First of all, Happy Thanksgiving to all of those celebrating in the US. The holiday season is officially upon us and I expect it to zoom by very quickly.
I ordered The Gift of Thanks: The Roots and Rituals of Gratitude by Margaret Visser earlier this week and it is down to an even lower price today at $1.58 for the ebook. For that matter, the hardcover it $1.76. Apparently not enough people like to read about the history of expressing gratitude! Or this was warranted as a great doorbuster.
The book discusses the rituals of gratitude and is rather interesting although I've only had the chance to browse through it so far and peruse the introduction which emphasizes the author's premise that gifts and gratitude are freely given. I was reminded of the great Big Bang Theory Christmas episode, "The Bath Item Gift Hypothesis," in which Sheldon exclaims, "Oh, Penny. I know you think you are being generous, but the foundation of gift giving is reciprocity. You haven't given me a gift. You've given me an obligation." With the holidays in process now, this theory certainly will be considered more than once as gifts are given and received. (And, yes, that episode is one of my favorite Christmas episodes of a tv series ever. Look, no rehashing of It's a Wonderful Life or Christmas Carol, either!)
So anyway, the book is definitely worth the price and as I looked through it, I realized it may be of interest to readers here, too.
Book description from the publisher:
An inquiry into what we mean when we say "thank you." Visser examines all aspects of gratitude ranging from cultural histories to modern customs including mythology, folklore and fiction.

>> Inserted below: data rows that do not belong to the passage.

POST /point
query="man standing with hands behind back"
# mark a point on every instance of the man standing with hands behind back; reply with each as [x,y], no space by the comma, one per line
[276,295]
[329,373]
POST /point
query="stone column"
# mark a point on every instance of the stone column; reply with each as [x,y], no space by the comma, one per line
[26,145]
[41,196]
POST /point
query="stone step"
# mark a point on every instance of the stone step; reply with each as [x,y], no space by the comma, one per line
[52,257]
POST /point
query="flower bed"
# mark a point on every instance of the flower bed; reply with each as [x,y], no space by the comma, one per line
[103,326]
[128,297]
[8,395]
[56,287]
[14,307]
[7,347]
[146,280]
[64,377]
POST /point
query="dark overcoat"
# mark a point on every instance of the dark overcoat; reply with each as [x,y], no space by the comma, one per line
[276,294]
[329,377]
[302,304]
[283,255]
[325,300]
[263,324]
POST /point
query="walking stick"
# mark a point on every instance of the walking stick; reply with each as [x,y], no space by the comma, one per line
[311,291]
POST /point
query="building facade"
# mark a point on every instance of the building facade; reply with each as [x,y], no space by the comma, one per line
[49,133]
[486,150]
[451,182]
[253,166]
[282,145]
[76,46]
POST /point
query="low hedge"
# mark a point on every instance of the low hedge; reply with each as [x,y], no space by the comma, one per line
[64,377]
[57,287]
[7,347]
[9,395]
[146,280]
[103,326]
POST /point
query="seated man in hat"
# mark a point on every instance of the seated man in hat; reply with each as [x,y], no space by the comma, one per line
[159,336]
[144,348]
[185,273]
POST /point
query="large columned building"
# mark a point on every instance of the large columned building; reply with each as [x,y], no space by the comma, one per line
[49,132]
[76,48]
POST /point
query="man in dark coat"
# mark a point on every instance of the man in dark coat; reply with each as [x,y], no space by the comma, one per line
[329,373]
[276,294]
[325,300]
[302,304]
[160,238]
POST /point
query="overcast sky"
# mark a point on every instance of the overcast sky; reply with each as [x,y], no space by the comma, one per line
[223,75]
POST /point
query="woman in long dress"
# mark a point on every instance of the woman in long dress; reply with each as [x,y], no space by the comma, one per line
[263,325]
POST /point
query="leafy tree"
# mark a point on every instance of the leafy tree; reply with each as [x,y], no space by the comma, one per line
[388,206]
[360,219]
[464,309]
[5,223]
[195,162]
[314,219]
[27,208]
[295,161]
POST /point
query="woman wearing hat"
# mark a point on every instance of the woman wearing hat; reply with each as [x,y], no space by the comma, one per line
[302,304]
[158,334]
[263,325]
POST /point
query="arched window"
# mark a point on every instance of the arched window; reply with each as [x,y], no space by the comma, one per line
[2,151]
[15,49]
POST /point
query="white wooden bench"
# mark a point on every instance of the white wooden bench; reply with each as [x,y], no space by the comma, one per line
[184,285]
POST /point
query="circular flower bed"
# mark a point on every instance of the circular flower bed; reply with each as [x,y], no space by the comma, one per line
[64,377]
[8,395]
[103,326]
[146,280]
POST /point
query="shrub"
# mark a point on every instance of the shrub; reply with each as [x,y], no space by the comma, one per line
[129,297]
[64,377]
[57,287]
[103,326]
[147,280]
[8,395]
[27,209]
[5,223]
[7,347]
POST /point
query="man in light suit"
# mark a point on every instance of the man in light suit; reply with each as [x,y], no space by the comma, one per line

A review from Publishers Weekly:
Starred Review. Like a modern Ruth Benedict immersed in classical literature, Visser (Much Depends on Dinner) examines what it really means, in the course of human interaction, to be thankful. Her kindly book turns on itself in an exhaustive but continually engrossing fashion. Beginning with the assumption that [g]ratitude must be freely given; otherwise, it might be a polite show, but it is not gratitude, Visser asks many questions of cultures East and West and provides a plethora of answers. The obscured and deeper meaning of giving thanks is probed through such divergent cultural markers as the work of Georg Simmel and Dickens; the Bible and Proust; Japanese sumimasen, which is both a thanking and an apologizing, and C.C. Baxter in Bill Wilder's The Apartment; Plato's Laws and Seneca's massive treatise on gift giving and the slipperiness of saying you're welcome in today's U.K. What is tipping all about? What is the etymological relationship between votive, vow, favors, grace and gratitude? What might the gestures of courtesy—the curtsy for example—be? Overall, this is a delightful and graceful gift of a book, for which any fortunate recipient will be thankful.